The PCT is also working hard with the discharge facilitators from the acute hospitals on the proposed development for intravenous therapy and blood transfusions. This will enable them to be administered at home and in the community hospitals by intermediate care staff.
The White Paper identifies five areas for change. Personalised care will be driven by better access and more funding following the patient. NHS walk-in centres will also be expanded. Services will be brought closer to people's homes through investment in community hospitals and facilities and shifting care safely away from hospitals.
There will be better co-ordination with local councils, improving the way information is shared between social services and health care providers, and increased choice will be underpinned by a direct payment or care budget for people to pay for their own home help or residential care.
PCTs will be required to act on the findings of regular patient surveys.
Prevention of illness will be targeted through several measures, including establishment of more healthcare teams to deliver better care across institutional boundaries. A new NHS life-check service will be introduced and a 'fitter Britain' scheme will be launched as part of the build-up to the 2012 London Olympics.
Practice based commissioning is also good for taxpayers. The accountability and support being put in place will ensure the best and fairest use of public resources. It is about engaging practices and other primary care professionals in the commissioning of services.
Ms Broadhurst said, "Through practice based commissioning, front line clinicians are being provided with the resources and support to become more involved in commissioning decisions.
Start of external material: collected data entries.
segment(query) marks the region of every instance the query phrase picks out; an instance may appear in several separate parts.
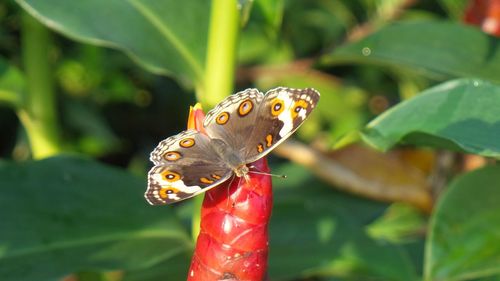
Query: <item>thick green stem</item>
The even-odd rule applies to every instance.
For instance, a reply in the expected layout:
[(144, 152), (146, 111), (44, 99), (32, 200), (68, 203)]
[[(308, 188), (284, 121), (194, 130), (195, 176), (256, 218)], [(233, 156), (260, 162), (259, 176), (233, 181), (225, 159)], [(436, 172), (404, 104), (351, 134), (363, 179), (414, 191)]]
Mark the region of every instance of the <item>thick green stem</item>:
[(18, 111), (33, 153), (33, 158), (52, 156), (61, 151), (52, 69), (49, 31), (32, 16), (22, 16), (22, 55), (27, 91)]
[(233, 91), (240, 13), (236, 0), (213, 0), (201, 102), (213, 107)]
[[(203, 86), (196, 89), (198, 101), (212, 108), (233, 92), (240, 13), (237, 0), (213, 0), (210, 10), (208, 48)], [(192, 235), (200, 231), (200, 208), (203, 197), (195, 199)]]

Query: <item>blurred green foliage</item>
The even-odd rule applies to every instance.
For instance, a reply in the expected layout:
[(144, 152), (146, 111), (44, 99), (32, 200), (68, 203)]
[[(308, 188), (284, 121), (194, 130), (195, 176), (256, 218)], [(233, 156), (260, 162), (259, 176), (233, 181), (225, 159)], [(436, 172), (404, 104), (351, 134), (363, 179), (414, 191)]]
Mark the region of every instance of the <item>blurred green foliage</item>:
[[(240, 8), (237, 49), (225, 45), (236, 62), (215, 62), (234, 65), (235, 81), (206, 73), (216, 2)], [(318, 89), (297, 135), (328, 153), (364, 141), (491, 157), (448, 171), (425, 213), (332, 189), (271, 156), (289, 179), (275, 181), (270, 280), (500, 280), (500, 39), (463, 25), (466, 6), (0, 2), (0, 280), (184, 280), (197, 210), (146, 204), (148, 155), (185, 128), (189, 105), (213, 106), (230, 94), (213, 89), (228, 85)], [(220, 80), (208, 89), (207, 79)], [(54, 157), (41, 159), (40, 143)]]

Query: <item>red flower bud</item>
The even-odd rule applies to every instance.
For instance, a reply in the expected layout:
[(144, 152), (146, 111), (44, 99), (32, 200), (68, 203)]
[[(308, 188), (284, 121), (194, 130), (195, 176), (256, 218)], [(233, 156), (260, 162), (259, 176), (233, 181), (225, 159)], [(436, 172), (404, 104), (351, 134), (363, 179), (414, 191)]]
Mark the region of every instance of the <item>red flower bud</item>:
[[(203, 118), (197, 104), (190, 112), (188, 129), (204, 132)], [(248, 166), (250, 171), (270, 172), (265, 158)], [(205, 193), (188, 281), (265, 279), (271, 178), (252, 172), (248, 176), (248, 181), (234, 176)]]

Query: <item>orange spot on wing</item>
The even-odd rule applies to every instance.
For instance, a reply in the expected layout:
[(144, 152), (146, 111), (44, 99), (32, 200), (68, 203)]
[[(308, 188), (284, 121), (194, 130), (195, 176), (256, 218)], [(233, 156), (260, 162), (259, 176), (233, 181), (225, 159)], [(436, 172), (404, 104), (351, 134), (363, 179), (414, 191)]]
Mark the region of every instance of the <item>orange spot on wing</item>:
[(264, 146), (263, 146), (262, 144), (260, 144), (260, 143), (259, 143), (259, 144), (257, 145), (257, 151), (258, 151), (259, 153), (261, 153), (262, 151), (264, 151)]
[(212, 183), (214, 183), (213, 180), (209, 180), (207, 178), (200, 178), (200, 182), (204, 183), (204, 184), (212, 184)]
[(266, 146), (270, 147), (271, 145), (273, 145), (273, 136), (272, 135), (267, 135), (266, 136)]

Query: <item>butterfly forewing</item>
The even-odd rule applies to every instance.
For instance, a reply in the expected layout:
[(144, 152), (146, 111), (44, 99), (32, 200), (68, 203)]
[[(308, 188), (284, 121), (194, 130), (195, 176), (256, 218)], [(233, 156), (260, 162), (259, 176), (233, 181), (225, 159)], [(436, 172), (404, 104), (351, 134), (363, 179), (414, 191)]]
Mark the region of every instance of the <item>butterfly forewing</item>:
[(311, 88), (279, 87), (267, 92), (245, 145), (246, 163), (262, 158), (293, 134), (316, 107), (319, 97)]
[(207, 134), (223, 140), (242, 157), (263, 99), (264, 95), (257, 89), (246, 89), (227, 97), (207, 113), (203, 121)]
[(160, 142), (151, 153), (151, 161), (156, 166), (148, 173), (145, 197), (152, 205), (187, 199), (232, 175), (213, 151), (210, 138), (194, 130)]

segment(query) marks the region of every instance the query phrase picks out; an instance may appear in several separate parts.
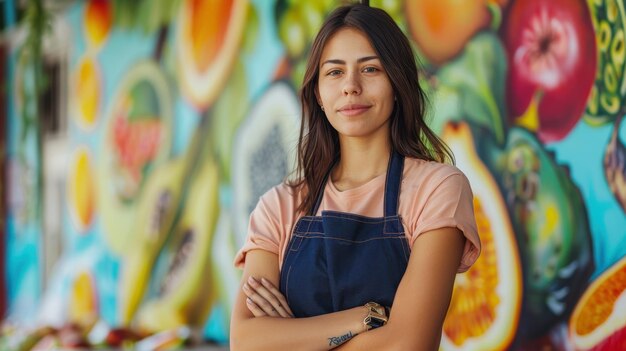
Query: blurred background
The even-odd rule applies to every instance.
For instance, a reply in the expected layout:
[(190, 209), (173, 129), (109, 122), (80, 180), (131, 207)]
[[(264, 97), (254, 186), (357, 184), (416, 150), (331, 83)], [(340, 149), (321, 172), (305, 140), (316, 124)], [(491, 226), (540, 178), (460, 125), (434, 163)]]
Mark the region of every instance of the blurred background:
[[(227, 345), (233, 258), (340, 3), (0, 1), (0, 349)], [(370, 5), (475, 194), (441, 349), (626, 350), (624, 1)]]

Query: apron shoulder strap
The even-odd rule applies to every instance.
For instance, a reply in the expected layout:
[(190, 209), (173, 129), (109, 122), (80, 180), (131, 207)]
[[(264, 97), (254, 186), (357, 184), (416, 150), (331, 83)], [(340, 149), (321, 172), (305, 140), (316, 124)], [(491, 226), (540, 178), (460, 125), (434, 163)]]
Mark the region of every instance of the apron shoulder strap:
[(398, 214), (398, 202), (400, 199), (400, 184), (404, 171), (404, 156), (393, 151), (387, 166), (387, 179), (385, 181), (385, 217)]

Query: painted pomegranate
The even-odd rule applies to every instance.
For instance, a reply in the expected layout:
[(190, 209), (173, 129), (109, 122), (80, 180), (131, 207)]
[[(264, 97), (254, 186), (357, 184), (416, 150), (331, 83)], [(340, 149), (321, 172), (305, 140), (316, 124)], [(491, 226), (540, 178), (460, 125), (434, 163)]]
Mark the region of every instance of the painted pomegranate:
[[(587, 105), (597, 64), (596, 40), (583, 0), (524, 0), (509, 6), (502, 27), (508, 54), (507, 103), (514, 123), (558, 141)], [(535, 104), (537, 114), (524, 114)], [(521, 116), (536, 116), (533, 121)]]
"Practices will receive information on how their patients are using health services. This information can then be used to highlight services, which can be redesigned by front-line clinicians for the benefit of patients. Practice based commissioning will give clinicians greater flexibility to tailor services to the needs of the community.
Quality and choice of services will improve and patients will benefit from more services being provided with greater convenience in the community. In particular, patients with long-term conditions will be able to benefit from a more individualised service.